From King’s yarn, the reader would believe that the two men met at a dance, and, both likkered up, got into an argument wherein Fred called Jeff a liar and Jeff responded by plugging Fred with his Colt. In fact, Fred Wolford’s death was the result of a Wolford family argument. Jeff McCoy was married to Sarah Wolford, niece of Fred Wolford. Sarah had a brother named Andrew. The court records show that both Jeff McCoy and Andrew Wolford were charged with the murder of Fred Wolford.

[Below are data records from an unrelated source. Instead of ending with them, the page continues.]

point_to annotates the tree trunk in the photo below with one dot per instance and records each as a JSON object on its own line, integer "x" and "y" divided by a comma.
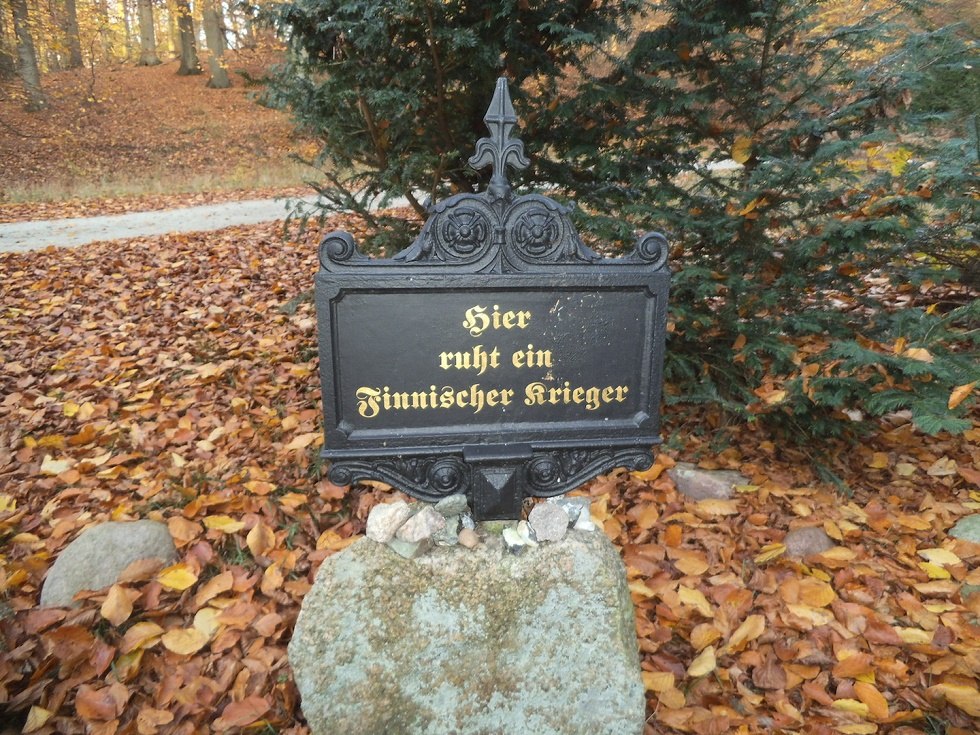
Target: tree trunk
{"x": 74, "y": 41}
{"x": 216, "y": 48}
{"x": 188, "y": 48}
{"x": 148, "y": 44}
{"x": 29, "y": 73}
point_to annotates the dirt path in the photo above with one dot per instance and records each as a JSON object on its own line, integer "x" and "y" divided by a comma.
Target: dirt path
{"x": 24, "y": 236}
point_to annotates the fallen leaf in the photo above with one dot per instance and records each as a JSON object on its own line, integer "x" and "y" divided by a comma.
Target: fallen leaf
{"x": 184, "y": 641}
{"x": 959, "y": 394}
{"x": 118, "y": 605}
{"x": 704, "y": 663}
{"x": 177, "y": 577}
{"x": 240, "y": 714}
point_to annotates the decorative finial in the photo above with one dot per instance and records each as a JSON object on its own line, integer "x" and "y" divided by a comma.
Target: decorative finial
{"x": 500, "y": 150}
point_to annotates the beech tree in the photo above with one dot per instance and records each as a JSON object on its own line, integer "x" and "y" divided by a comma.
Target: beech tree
{"x": 27, "y": 57}
{"x": 213, "y": 34}
{"x": 148, "y": 44}
{"x": 189, "y": 63}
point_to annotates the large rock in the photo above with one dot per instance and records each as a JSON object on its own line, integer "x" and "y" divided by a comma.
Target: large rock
{"x": 473, "y": 642}
{"x": 699, "y": 484}
{"x": 100, "y": 554}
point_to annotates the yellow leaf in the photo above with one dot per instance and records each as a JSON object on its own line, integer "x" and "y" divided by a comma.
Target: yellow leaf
{"x": 877, "y": 704}
{"x": 141, "y": 635}
{"x": 742, "y": 149}
{"x": 913, "y": 636}
{"x": 961, "y": 696}
{"x": 36, "y": 718}
{"x": 259, "y": 487}
{"x": 839, "y": 553}
{"x": 857, "y": 728}
{"x": 637, "y": 587}
{"x": 750, "y": 629}
{"x": 658, "y": 681}
{"x": 117, "y": 606}
{"x": 184, "y": 641}
{"x": 816, "y": 593}
{"x": 225, "y": 524}
{"x": 815, "y": 615}
{"x": 704, "y": 635}
{"x": 672, "y": 698}
{"x": 918, "y": 353}
{"x": 177, "y": 577}
{"x": 695, "y": 599}
{"x": 851, "y": 705}
{"x": 302, "y": 441}
{"x": 940, "y": 556}
{"x": 770, "y": 552}
{"x": 52, "y": 467}
{"x": 879, "y": 461}
{"x": 934, "y": 570}
{"x": 206, "y": 621}
{"x": 716, "y": 507}
{"x": 959, "y": 394}
{"x": 704, "y": 664}
{"x": 261, "y": 540}
{"x": 333, "y": 541}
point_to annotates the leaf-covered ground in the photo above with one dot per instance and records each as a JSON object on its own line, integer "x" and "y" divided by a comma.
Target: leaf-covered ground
{"x": 176, "y": 379}
{"x": 123, "y": 129}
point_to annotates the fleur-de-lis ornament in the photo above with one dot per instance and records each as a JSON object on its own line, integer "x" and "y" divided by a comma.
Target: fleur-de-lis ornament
{"x": 500, "y": 150}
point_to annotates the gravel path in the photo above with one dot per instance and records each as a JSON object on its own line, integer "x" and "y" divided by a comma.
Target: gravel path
{"x": 23, "y": 236}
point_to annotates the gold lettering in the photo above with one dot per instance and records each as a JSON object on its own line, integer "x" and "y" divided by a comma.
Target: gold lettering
{"x": 592, "y": 397}
{"x": 477, "y": 321}
{"x": 478, "y": 360}
{"x": 367, "y": 402}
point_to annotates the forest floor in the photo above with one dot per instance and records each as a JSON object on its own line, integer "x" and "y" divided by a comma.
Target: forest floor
{"x": 175, "y": 378}
{"x": 128, "y": 138}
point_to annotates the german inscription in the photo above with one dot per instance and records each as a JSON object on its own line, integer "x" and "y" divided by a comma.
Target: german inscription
{"x": 497, "y": 355}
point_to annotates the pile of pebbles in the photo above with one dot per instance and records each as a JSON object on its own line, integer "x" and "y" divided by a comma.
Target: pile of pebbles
{"x": 411, "y": 529}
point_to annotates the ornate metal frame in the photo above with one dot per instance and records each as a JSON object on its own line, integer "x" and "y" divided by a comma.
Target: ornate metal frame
{"x": 492, "y": 241}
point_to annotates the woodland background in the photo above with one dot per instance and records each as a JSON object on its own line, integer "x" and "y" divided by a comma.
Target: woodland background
{"x": 823, "y": 335}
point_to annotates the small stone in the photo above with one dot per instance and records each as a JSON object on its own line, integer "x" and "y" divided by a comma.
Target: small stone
{"x": 453, "y": 505}
{"x": 584, "y": 523}
{"x": 100, "y": 554}
{"x": 385, "y": 520}
{"x": 513, "y": 541}
{"x": 803, "y": 542}
{"x": 408, "y": 549}
{"x": 699, "y": 484}
{"x": 549, "y": 521}
{"x": 525, "y": 531}
{"x": 572, "y": 506}
{"x": 422, "y": 525}
{"x": 448, "y": 536}
{"x": 967, "y": 528}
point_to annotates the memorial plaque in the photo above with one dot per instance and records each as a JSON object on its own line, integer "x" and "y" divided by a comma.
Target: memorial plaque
{"x": 497, "y": 356}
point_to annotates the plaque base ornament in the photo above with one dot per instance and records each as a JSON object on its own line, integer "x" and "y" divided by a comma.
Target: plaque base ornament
{"x": 497, "y": 356}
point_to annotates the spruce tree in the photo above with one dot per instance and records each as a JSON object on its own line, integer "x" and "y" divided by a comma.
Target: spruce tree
{"x": 777, "y": 142}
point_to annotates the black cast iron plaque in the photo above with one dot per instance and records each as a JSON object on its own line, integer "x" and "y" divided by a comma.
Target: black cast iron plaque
{"x": 497, "y": 356}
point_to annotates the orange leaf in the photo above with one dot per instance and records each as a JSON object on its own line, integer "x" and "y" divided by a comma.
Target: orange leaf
{"x": 118, "y": 605}
{"x": 877, "y": 704}
{"x": 240, "y": 714}
{"x": 959, "y": 394}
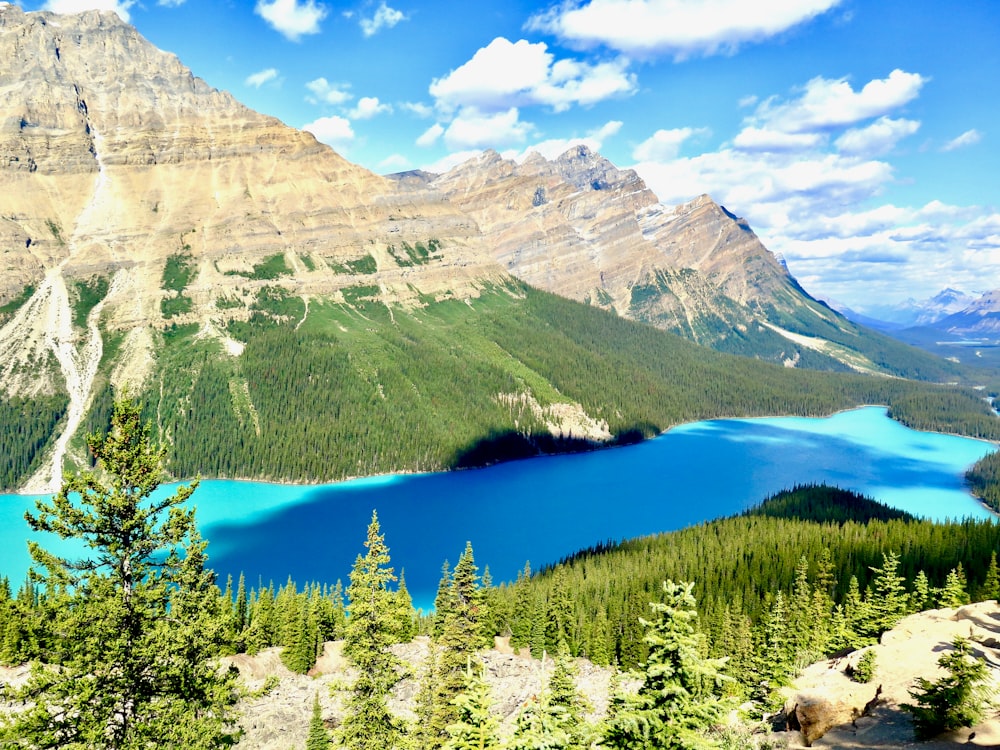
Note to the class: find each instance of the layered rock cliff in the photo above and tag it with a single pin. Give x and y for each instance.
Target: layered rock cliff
(135, 198)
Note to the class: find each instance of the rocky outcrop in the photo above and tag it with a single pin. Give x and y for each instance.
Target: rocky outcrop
(113, 156)
(276, 714)
(582, 228)
(827, 709)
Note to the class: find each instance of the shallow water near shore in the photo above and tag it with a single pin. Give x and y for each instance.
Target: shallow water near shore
(546, 508)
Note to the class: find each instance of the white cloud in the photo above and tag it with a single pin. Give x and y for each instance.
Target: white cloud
(258, 79)
(968, 138)
(121, 7)
(368, 107)
(681, 28)
(446, 163)
(765, 139)
(430, 136)
(395, 163)
(828, 104)
(324, 92)
(475, 129)
(878, 138)
(508, 74)
(292, 18)
(419, 109)
(384, 18)
(333, 131)
(663, 144)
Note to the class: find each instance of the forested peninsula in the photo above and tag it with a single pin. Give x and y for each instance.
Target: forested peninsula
(810, 572)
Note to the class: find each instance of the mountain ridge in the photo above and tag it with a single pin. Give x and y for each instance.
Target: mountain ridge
(154, 231)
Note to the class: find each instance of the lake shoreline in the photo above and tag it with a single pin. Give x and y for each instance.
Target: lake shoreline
(582, 450)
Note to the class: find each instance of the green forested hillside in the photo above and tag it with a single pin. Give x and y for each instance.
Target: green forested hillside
(351, 388)
(739, 566)
(360, 388)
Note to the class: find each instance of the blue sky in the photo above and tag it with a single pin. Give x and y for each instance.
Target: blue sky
(858, 137)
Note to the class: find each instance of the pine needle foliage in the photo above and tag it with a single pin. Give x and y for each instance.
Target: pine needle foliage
(958, 699)
(677, 701)
(371, 630)
(139, 615)
(476, 727)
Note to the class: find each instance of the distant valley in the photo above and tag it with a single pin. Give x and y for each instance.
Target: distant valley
(287, 315)
(963, 328)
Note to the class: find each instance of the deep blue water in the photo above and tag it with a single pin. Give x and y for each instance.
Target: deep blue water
(543, 509)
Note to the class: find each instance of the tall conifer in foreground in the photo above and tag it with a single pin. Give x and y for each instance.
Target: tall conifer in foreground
(675, 703)
(141, 615)
(318, 739)
(371, 630)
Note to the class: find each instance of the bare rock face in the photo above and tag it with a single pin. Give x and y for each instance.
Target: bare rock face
(581, 228)
(277, 717)
(113, 155)
(832, 711)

According to Fred Wolford’s descendants that I heard the family story from some 50 years ago, Fred was STABBED, not shot. A stabbing makes more sense in a case where TWO men were indicted for the killing. It doesn’t take two to shoot a man.
After killing Uncle Fred, Jeff stole a horse and went on the lam.
Where did he go? To the West Virginia home of Johnse HATFIELD, of course! With a vicious feud between the Hatfields and McCoys going on, according to King, Jeff McCoy took refuge in the home of Johnse Hatfield, with Cap Hatfield as his next-door neighbor! Note that the March 1887 filing says that the defendant is dead.
Jeff was indeed dead, having been shot on the banks of the Tug in November of 1886. King writes that after swimming the forty feet of the Tug (it’s actually about three times that wide there) “Jeff, a man of the mountains, clung to the earth. Timing the shots, he suddenly sprang, clawing his way up the bank. Cap nailed him halfway up the slope.” That is false. Cap did NOT kill Jeff McCoy—Tom Wallace did– but King needed it to be a Hatfield killing a McCoy, because, after all, he was writing a tale about a feud between the two families. Let’s look at the very best evidence, which comes from Jeff McCoy’s uncle, Perry Cline.
In a letter to the Governor some two years later, seeking a requisition from the governor for the arrest and extradition of Tom Wallace, Cline told the governor that he wanted very much to get Wallace (spelled Walls),because “He shot my nephew.”
Despite his promise in his Author’s Note to “deflate the legends, to check the biases, and to add or restore accurate historical detail,” King has dozens of flat-out lies in the book which can be proven false BY THE RECORDS.” That’s why King ignores my challenge to a debate, even though I have offered to pay for the hall.